La madre compró dos entradas y lo llevó el sábado de noche. Apareció una mujer de malla roja que hacía equilibrio sobre un caballo blanco. Él esperaba a los payasos. Aplaudieron. Después salieron unos monos que andaban en bicicleta, pero él esperaba a los payasos. Otra vez aplaudieron y apareció un malabarista. Carlos miraba con los ojos muy abiertos, pero de pronto se encontró bostezando. Aplaudieron de nuevo y salieron —ahora sí— los payasos.
        Su interés llegó a la máxima tensión. Eran cuatro, dos de ellos enanos. Uno de los grandes hizo una cabriola, de aquellas que imitaba su hermano mayor. Un enano se le metió entre las piernas y el payaso grande le pegó sonoramente en el trasero. Casi todos los espectadores se reían y algunos muchachitos empezaban a festejar el chiste mímico antes aún de que el payaso emprendiera su gesto.

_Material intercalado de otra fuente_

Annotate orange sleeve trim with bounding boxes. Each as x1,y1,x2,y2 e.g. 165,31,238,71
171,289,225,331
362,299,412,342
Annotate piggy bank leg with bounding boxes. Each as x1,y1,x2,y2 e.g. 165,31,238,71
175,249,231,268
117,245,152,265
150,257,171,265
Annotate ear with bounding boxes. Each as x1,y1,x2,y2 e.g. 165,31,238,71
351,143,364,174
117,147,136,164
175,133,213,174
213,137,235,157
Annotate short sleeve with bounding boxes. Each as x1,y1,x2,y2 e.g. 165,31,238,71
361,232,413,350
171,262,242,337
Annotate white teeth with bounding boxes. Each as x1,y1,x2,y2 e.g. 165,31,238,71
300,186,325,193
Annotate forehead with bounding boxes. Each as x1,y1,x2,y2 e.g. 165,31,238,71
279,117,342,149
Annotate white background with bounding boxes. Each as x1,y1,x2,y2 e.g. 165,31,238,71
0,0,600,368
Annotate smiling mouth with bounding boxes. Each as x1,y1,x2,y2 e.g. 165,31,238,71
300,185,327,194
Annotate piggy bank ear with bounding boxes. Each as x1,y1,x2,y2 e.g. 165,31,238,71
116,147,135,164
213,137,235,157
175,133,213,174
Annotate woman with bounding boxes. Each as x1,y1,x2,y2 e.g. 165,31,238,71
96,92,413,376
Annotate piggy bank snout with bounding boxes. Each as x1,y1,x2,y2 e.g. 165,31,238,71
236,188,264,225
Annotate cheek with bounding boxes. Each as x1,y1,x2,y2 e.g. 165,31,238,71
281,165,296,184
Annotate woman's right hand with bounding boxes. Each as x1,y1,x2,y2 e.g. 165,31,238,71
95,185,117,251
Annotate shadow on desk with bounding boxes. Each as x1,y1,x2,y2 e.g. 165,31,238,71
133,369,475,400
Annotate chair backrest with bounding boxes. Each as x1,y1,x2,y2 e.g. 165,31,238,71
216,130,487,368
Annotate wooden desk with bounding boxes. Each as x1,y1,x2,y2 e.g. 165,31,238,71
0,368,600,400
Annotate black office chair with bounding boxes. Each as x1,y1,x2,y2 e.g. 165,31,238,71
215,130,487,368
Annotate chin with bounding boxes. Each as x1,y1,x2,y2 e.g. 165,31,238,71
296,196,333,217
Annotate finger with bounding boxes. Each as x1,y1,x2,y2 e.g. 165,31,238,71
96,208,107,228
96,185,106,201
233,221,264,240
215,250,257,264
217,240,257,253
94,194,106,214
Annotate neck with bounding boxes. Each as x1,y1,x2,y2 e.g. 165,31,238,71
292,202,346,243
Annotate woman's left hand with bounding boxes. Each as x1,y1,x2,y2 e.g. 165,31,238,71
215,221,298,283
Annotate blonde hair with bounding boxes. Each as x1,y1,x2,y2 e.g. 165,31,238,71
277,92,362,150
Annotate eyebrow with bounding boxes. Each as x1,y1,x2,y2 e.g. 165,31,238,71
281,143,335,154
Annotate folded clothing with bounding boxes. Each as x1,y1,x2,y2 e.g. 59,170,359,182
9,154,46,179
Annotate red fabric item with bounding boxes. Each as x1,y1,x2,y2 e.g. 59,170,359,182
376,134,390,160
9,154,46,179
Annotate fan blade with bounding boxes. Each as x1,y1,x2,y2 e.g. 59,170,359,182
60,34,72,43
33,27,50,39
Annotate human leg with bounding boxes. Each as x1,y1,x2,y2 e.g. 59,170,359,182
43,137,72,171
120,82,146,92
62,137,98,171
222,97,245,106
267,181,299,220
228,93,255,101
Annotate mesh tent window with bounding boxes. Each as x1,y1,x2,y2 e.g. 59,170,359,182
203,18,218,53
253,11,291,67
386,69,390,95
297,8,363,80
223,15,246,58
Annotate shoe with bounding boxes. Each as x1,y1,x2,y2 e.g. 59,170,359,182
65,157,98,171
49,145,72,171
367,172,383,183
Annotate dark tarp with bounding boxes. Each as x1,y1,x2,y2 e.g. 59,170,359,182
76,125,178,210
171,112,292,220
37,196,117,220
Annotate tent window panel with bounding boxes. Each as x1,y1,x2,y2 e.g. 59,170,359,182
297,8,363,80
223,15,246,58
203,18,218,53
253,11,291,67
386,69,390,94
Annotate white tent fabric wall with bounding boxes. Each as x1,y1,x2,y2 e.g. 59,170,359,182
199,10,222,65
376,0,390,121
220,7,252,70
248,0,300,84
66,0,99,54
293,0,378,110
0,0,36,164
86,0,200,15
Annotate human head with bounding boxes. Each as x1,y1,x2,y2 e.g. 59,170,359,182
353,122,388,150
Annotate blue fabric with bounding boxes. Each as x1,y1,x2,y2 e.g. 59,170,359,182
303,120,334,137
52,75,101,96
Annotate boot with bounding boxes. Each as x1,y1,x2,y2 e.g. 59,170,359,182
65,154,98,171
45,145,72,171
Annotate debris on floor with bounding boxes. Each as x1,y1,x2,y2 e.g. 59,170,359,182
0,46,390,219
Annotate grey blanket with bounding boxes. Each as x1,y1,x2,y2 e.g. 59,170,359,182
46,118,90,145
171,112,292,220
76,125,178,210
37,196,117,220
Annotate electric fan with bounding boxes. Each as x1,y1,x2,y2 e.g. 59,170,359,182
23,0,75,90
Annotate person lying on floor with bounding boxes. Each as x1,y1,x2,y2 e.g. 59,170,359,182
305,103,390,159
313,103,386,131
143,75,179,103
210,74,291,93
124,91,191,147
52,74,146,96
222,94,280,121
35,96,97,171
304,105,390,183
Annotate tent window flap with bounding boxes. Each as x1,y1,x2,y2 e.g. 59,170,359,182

Los dos enanos se trenzaron en la milésima versión de una pelea absurda, mientras el menos cómico de los otros dos los alentaba para que se pegasen. Entonces el segundo payaso grande, que era sin lugar a dudas el más cómico, se acercó a la baranda que limitaba la pista, y Carlos lo vio junto a él, tan cerca que pudo distinguir la boca cansada del hombre bajo la risa pintada y fija del payaso. Por un instante el pobre diablo vio aquella carita asombrada y le sonrió, de modo imperceptible, con sus labios verdaderos. Pero los otros tres habían concluido y el payaso más cómico se unió a los demás en los porrazos y saltos finales, y todos aplaudieron, aun la madre de Carlos.
Y como después venían los trapecistas, de acuerdo a lo convenidó la madre lo tomó de un brazo y salieron a la calle. Ahora sí había visto el circo, como sus hermanos y los compañeros del colegio. Sentía el pecho vacío y no le importaba qué iba a decir mañana. Serían las once de la noche, pero la madre sospechaba algo y lo introdujo en la zona de luz de una vidriera. Le pasó despacio, como si no lo creyera, una mano por los ojos, y después le preguntó si estaba llorando. Él no dijo nada. “¿Es por los trapecistas? ¿Tenías ganas de verlos?”
Ya era demasiado. A él no le interesaban los trapecistas. Sólo para destruir el malentendido, explicó que lloraba porque los payasos no le hacían reír.